药堂早已修缮好,只是倪载华一直拖着不告诉。

说来也巧,完工那日,倪载华从药堂出来,锁好门,满手铜环的锈味,转身,远远看见梁其家,和杨华玉。

杨华玉进门的时候瞟了一眼倪载华,倪载华玩味地笑着,站在付悠家门口,点起烟。

小雨喷洒在黒瓦上,一点一点,滴下来。钱权色,真情,到了抉择的时刻,会选哪一个,犹豫的时候,心里是怎么权衡利弊的呢。倪载华的眼眸沉下来。

————

那日倪载华对杨华玉说:“我无心于你,只是见你与友人相似。如今我想请你帮我做件事……”

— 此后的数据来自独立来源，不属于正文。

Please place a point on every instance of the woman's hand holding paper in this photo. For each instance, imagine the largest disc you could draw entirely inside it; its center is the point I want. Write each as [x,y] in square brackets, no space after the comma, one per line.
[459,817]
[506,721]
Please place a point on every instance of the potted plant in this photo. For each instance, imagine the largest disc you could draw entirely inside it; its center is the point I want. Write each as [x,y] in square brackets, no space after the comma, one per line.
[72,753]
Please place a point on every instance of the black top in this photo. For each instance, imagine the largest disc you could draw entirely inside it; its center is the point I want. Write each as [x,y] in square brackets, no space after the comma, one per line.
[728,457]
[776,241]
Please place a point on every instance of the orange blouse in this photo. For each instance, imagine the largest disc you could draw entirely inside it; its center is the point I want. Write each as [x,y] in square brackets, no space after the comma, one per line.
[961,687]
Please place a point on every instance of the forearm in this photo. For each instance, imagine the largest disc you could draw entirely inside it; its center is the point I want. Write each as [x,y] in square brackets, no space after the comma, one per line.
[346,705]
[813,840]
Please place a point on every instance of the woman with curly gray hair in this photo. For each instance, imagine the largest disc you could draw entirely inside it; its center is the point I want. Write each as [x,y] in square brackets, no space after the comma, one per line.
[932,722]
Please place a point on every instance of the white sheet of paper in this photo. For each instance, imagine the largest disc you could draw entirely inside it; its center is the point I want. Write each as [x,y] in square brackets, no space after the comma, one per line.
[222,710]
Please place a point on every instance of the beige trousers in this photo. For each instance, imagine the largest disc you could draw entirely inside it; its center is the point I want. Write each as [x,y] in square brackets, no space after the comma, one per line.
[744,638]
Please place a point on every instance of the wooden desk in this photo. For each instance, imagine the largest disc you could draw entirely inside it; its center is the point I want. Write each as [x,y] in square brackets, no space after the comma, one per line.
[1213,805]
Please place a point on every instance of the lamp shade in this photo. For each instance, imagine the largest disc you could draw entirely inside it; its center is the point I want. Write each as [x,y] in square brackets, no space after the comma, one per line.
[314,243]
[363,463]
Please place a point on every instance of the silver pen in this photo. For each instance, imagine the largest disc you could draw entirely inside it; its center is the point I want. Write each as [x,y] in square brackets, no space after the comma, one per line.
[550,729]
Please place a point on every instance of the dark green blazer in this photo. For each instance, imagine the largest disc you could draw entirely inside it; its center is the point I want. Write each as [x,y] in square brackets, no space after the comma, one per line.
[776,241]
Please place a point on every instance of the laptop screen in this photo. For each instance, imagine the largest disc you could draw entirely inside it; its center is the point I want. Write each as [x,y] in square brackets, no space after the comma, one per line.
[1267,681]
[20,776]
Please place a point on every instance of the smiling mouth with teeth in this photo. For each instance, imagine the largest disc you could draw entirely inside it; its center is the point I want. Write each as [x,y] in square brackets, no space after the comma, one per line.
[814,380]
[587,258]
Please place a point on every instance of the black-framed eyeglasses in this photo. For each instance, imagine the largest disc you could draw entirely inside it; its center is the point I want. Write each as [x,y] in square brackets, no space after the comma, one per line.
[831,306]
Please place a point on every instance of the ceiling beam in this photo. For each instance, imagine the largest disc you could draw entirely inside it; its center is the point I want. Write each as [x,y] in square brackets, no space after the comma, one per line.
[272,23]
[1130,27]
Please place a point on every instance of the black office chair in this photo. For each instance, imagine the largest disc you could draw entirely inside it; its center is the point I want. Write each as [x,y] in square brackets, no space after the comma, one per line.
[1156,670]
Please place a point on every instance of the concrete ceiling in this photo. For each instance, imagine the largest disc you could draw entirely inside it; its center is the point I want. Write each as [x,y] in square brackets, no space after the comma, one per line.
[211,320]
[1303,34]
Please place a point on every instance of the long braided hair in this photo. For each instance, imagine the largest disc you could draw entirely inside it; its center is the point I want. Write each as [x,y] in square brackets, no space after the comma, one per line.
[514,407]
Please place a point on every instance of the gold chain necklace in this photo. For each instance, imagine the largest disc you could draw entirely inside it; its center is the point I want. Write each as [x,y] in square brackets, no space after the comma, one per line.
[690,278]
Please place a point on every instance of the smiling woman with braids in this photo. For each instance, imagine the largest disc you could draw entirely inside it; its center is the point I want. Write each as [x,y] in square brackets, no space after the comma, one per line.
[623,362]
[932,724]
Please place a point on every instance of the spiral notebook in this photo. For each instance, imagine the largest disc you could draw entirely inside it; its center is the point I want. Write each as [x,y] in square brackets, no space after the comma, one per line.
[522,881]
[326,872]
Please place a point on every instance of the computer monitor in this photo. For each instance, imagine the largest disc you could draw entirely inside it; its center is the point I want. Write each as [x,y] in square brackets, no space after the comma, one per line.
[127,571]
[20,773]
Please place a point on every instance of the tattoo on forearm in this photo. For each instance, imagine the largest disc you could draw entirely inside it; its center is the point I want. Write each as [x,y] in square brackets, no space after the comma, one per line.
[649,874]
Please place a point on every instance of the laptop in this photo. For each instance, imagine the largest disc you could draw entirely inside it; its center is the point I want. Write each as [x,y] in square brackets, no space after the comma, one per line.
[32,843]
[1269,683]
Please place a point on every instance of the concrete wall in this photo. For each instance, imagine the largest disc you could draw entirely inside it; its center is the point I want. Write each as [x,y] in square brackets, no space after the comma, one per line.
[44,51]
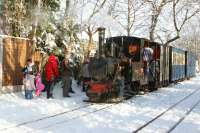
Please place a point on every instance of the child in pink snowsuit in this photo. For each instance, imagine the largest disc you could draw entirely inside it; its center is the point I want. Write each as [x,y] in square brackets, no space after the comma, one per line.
[38,84]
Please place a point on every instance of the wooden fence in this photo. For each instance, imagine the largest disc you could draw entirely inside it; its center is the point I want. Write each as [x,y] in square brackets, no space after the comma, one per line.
[15,52]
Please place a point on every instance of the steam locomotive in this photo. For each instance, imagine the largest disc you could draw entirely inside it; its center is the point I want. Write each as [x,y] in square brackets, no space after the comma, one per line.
[125,53]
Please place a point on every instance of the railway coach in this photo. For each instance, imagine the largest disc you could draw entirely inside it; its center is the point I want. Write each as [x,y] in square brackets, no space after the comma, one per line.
[171,65]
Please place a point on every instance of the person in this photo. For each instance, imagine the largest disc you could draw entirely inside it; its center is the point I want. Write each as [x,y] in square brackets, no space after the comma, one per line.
[153,71]
[147,58]
[28,80]
[51,74]
[66,76]
[38,84]
[120,81]
[85,74]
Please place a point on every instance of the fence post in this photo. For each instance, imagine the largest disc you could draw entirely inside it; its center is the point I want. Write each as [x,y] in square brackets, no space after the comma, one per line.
[1,64]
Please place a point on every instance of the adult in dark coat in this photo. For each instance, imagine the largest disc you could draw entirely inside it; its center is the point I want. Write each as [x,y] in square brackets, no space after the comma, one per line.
[66,77]
[51,73]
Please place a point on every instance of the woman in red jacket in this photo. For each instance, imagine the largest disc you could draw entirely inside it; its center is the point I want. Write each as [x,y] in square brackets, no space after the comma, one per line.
[51,73]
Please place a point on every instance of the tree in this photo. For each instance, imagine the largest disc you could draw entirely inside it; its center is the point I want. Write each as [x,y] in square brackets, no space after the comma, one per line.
[127,13]
[89,24]
[156,10]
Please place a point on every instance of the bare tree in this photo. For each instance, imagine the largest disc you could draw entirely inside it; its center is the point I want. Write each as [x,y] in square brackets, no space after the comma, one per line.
[156,10]
[91,28]
[126,13]
[185,10]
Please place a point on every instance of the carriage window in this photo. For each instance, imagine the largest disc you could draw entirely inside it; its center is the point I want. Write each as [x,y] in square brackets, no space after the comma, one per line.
[132,49]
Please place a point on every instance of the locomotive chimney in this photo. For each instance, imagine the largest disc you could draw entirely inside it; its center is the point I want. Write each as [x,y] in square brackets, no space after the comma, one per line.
[101,31]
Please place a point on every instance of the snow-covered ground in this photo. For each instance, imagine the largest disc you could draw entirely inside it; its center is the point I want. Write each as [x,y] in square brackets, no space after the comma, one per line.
[72,115]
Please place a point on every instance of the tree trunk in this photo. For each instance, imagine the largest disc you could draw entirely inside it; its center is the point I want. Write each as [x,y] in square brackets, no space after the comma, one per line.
[5,17]
[129,18]
[90,42]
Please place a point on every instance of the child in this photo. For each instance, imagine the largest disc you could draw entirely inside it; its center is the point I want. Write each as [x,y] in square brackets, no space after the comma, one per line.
[38,84]
[29,85]
[29,79]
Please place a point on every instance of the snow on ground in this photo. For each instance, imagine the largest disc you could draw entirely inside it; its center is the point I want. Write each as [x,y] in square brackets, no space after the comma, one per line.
[20,116]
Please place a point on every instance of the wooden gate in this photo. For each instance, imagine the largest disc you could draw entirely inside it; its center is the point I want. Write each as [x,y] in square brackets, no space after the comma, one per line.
[16,51]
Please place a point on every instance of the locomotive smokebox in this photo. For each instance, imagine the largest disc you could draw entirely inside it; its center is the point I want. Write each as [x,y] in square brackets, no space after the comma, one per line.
[101,31]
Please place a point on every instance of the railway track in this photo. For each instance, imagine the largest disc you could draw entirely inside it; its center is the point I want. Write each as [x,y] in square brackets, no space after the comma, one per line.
[167,110]
[96,110]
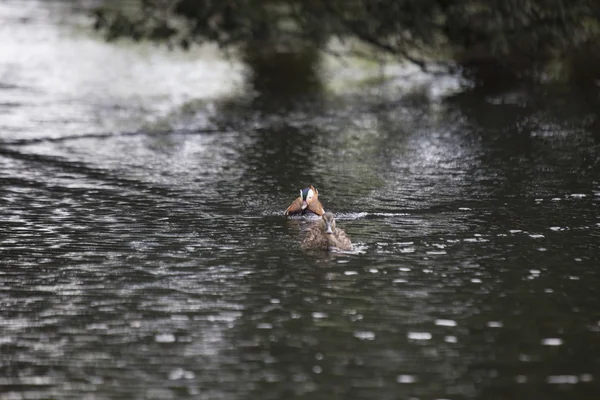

“倪先生”,她嘴角带着枯血,自嘲又极其坚硬地说道:“烂命一条,死不足惜。”

倪载华掐灭烟,心里隐隐有些不是滋味,一个正常男人对一个乱世里的女人的同情,但最还是告诉她如何做。临走时,他说:“如果发生危及到你的事,只管自己就好,不必顾全大局。”

她如吞下刀子一般,咽下去,喊道:“我不求名分!”

“只想要个护身的地方。”

“呵”,倪载华冷笑道:“刚被男人骗,又要靠男人?覆巢之下无完卵。”说完,他就走了,当真是没情意。

杨华玉坐在椅子上,精致的妆容,贴合身体的旗袍,屋内留存着烟味,桌子上残余冷掉的烟灰,她站起身,向上抹去眼泪,打开留声机,滋啦滋啦……

“蝴蝶儿飞去,心已不再……”

再见,便是她和梁其家一同在日本人的饭局上。

扇门拉开,杨华玉见他风尘仆仆赶来,脸上的白粉瞬间晕开,口脂散到下巴,犹如紧绷的弓弦听到了风声。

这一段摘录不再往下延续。